When a changing magnetic field cuts across a conductor, it will induce a current flow. The resistance in the circuits will convert this to a voltage. This can occur in conductor wire connected to sensor and instruments.

These unwanted voltages result in erroneous readings from sensors and signal to outputs. Shielding will reduce the effects of the interference. When shielding and grounding are done properly, the effects of electrical noise will be negligible. Shielding is normally used for; all logical signals in noisy environments, high-speed counters or high-speed circuitry, and all analog signals.

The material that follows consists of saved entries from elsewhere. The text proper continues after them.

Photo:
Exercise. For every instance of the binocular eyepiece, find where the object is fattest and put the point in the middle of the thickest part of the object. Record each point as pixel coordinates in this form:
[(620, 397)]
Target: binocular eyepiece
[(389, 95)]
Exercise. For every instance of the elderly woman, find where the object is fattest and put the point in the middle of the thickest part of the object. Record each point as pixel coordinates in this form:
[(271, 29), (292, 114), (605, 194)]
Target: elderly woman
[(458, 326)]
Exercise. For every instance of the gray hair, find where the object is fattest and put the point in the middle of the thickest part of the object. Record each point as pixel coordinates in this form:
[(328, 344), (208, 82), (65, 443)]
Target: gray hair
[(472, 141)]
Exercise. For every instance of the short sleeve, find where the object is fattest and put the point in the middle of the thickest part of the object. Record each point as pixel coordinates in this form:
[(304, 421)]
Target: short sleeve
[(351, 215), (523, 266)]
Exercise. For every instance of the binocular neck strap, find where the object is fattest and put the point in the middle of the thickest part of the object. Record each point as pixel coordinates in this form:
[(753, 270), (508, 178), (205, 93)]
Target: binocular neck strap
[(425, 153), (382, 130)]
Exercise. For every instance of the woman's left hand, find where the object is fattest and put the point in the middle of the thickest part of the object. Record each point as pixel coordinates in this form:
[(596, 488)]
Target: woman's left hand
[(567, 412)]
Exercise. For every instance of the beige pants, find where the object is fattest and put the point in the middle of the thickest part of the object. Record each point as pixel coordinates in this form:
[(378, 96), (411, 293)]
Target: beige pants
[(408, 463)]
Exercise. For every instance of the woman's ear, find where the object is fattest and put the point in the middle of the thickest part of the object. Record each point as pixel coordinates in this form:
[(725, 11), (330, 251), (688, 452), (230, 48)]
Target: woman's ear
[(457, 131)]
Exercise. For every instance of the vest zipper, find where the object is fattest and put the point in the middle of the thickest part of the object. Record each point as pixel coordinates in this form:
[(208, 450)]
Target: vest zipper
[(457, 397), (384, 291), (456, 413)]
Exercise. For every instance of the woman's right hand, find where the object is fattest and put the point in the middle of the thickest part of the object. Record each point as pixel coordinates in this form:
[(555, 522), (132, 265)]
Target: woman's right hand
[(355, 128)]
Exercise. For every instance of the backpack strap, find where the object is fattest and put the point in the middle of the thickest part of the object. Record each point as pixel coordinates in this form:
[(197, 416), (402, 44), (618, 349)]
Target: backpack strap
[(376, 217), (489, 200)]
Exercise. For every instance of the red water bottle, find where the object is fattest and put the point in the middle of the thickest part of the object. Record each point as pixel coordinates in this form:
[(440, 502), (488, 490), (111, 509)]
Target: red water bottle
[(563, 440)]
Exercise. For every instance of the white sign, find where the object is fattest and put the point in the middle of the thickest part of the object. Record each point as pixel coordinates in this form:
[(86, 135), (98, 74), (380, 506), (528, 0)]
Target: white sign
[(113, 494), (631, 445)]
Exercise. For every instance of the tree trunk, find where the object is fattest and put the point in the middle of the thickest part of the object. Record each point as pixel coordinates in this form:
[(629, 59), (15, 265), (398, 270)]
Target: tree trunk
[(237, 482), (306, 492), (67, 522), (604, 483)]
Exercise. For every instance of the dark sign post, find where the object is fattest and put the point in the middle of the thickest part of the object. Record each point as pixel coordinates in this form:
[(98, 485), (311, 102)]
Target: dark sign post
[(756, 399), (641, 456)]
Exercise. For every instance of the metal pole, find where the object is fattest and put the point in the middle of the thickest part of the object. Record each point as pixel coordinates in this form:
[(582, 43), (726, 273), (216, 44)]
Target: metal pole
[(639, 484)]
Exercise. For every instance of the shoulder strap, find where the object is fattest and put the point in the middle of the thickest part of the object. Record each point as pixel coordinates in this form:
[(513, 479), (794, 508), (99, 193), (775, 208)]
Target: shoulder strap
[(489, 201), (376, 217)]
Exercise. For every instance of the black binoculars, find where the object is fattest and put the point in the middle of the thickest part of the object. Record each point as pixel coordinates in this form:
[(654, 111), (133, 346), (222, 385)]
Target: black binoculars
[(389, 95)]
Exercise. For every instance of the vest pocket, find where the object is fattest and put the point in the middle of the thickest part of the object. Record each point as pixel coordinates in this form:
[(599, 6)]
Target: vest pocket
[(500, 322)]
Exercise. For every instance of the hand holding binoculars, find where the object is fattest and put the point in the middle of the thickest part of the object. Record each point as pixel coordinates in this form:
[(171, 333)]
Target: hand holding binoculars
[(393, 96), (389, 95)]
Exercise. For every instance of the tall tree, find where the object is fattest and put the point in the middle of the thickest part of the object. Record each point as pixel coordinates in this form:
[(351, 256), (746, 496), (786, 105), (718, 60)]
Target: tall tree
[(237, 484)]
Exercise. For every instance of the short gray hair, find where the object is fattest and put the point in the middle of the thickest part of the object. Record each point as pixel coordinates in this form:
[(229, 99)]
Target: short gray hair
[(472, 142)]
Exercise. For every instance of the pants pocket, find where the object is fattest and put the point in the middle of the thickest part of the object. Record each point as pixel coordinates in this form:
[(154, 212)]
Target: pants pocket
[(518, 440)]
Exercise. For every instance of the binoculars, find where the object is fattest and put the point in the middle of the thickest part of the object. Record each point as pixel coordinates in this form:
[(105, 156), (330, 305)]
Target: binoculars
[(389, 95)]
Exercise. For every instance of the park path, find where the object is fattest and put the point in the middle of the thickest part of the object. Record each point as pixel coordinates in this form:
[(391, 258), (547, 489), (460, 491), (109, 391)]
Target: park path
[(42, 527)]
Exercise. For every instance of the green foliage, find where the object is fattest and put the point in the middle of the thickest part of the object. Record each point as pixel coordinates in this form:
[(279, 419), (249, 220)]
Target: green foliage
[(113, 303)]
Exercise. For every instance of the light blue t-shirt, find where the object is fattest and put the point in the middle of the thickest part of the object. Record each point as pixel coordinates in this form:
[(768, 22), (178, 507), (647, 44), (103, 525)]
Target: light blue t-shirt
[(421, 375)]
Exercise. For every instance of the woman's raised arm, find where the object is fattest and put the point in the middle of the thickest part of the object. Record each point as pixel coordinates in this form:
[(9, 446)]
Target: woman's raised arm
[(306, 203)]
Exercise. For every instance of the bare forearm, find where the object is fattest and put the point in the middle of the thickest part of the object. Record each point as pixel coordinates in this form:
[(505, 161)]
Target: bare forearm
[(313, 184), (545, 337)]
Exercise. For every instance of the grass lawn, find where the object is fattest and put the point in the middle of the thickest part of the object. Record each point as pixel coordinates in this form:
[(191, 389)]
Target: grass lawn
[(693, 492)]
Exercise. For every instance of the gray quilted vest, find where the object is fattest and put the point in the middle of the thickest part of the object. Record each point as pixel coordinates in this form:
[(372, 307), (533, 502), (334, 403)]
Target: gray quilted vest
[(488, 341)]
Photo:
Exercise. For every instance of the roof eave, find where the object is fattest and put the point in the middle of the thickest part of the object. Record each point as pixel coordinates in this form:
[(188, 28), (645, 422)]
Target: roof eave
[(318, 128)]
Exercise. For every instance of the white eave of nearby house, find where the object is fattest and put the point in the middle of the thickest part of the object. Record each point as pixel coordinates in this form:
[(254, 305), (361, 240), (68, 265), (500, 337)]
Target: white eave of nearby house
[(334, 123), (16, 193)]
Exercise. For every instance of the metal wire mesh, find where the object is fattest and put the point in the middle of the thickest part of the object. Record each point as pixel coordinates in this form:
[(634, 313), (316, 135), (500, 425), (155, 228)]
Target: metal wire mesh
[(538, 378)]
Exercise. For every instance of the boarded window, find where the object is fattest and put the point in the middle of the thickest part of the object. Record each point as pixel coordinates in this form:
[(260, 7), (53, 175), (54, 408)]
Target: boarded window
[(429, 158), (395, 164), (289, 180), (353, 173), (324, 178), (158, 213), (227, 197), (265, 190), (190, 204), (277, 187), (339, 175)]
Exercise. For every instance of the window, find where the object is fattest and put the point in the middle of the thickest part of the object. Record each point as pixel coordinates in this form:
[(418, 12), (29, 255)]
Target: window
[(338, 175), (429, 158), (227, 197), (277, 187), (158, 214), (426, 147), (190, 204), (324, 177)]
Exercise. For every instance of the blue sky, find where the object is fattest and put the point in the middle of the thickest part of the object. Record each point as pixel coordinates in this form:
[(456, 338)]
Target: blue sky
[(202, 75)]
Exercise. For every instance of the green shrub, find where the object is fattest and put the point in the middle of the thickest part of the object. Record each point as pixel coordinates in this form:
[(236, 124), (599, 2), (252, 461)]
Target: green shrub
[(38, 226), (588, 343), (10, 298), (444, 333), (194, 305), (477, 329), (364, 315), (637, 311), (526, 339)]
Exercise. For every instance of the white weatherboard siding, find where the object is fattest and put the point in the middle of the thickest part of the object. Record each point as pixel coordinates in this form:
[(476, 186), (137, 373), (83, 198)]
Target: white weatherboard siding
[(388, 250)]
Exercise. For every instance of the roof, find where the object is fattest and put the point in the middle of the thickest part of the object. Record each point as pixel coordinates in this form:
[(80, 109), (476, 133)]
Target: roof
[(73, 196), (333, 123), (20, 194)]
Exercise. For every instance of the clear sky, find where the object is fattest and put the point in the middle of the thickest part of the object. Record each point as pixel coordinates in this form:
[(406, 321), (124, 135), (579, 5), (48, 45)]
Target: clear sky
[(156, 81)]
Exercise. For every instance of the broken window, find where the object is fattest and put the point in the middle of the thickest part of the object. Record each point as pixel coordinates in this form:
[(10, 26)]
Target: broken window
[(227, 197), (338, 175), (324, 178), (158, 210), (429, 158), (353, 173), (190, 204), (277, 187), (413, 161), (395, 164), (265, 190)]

Techniques to reduce noise:

Shielding involves encasing conductors and electrical equipment with metal. As a result electrical equipment is normally housed in metal cases.

Wires are normally put in cables with a metal sheath surrounding both wires. The metal sheath may be a thin film, or a woven metal mesh. Shielded wires are connected at one end to “drain” the unwanted signals into the cases of the instruments.

It is shown in above figure a thermocouple connected with a thermocouple. The cross section of the wire contains two insulated conductors. Both of the wires are covered with a metal foil, and final covering of insulation finishes the cable. The wires are connected to the thermocouple as expected, but the shield is only connected on the amplifier end to the case. The case is then connected to the shielding ground, shown here as three diagonal lines.

Another method to reduce noise is twisted pair wire:

The two wires are twisted at regular intervals, effectively forming small loops. In this case the small loops reverse every twist, so any induced currents are cancel out for every two twists. Using a twisted pair wire to shield reduce the effect of noise to large extent.

When designing shielding, the following design points will reduce the effects of electromagnetic interference, Avoid “noisy” equipment when possible, Choose a metal cabinet that will shield the control electronics, Use shielded cables and twisted pair wires, Separate high current, and AC/DC wires from each other when possible, Use current oriented methods such as sourcing and sinking for logical I/O, Use high frequency filters to eliminate high frequency noise.